Livro sobre Diocesano tem lançamento hoje em Natal

É nesta sexta-feira (19), em Natal, o lançamento do livro “Diocesano, história que carrego comigo”. Acontecerá às 17 horas, na sede do Tribunal de Contas do Estado (TCE/RN), Avenida Getúlio Vargas, 690, Petrópolis.

Autor e organizador da publicação, o repórter social Paulo Pinto divide a concepção com a odontóloga Gagaça Lopes (in memoriam).

Padre Sátiro, Paulo Pinto e padre Charles compõem produção do livro (Foto: cedida)

O livro compila uma série de artigos, crônicas e outros textos de ex-alunos do Colégio Diocesano Santa Luzia (CDSL), de Mossoró, que em 2019 chegou aos 118 anos.
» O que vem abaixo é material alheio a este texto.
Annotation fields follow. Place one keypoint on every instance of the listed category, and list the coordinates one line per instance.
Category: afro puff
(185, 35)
Foi fundado em 2 de março de 1901.

Afeto e simbolismo

Os escritos são 50 pessoas de diferentes épocas que passaram pelos corredores e salas do “Dió”. Assinalam a importância que essa casa de ensino teve à sua formação, num memorialismo carregado de caudaloso afeto e simbolismo.
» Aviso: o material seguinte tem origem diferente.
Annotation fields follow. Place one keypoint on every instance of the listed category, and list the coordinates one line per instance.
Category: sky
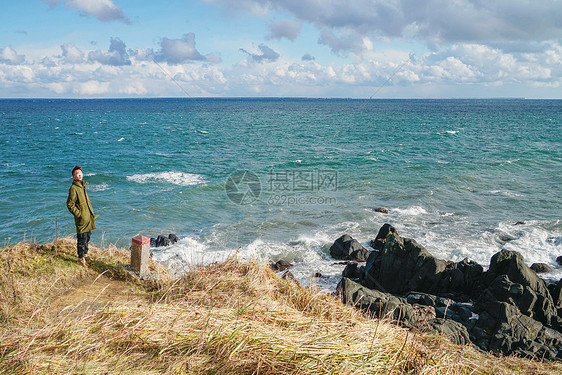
(281, 48)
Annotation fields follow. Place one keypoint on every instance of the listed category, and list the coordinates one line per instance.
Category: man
(79, 205)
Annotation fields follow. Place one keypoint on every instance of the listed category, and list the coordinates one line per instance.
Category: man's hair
(77, 168)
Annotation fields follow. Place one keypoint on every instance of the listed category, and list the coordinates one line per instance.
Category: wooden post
(140, 252)
(56, 235)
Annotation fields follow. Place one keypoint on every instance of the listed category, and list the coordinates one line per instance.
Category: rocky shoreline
(507, 309)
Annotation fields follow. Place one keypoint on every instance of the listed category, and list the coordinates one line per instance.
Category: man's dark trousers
(83, 239)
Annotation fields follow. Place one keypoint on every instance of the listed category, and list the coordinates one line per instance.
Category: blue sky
(301, 48)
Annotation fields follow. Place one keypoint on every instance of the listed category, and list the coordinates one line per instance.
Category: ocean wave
(507, 193)
(410, 211)
(101, 187)
(174, 178)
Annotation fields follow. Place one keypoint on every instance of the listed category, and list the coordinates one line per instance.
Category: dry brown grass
(228, 318)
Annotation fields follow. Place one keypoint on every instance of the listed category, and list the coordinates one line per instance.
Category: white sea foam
(174, 178)
(410, 211)
(308, 254)
(507, 193)
(101, 187)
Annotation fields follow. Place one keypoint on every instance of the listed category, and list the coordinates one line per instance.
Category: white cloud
(9, 56)
(440, 21)
(266, 54)
(177, 51)
(117, 54)
(72, 54)
(349, 41)
(103, 10)
(284, 29)
(92, 88)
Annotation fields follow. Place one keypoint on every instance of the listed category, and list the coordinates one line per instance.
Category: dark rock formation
(280, 265)
(541, 267)
(352, 271)
(290, 277)
(380, 239)
(507, 309)
(348, 248)
(419, 271)
(162, 240)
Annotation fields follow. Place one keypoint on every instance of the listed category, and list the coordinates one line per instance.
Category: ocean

O livro foi lançado anteriormente em Mossoró, no dia 6 de junho. Padre Sátiro Cavalcanti Dantas, que esteve à frente da instituição por mais de cinco décadas, assina o prefácio, e o atual diretor do Diocesano, Padre Charles Lamartine, o posfácio.

A edição é da jornalista Luziária Machado e a impressão é da Unigráfica. A criação de capa é de Eduardo Falcão e projeto gráfico da Terceirize Projetos Gráficos e Editoriais.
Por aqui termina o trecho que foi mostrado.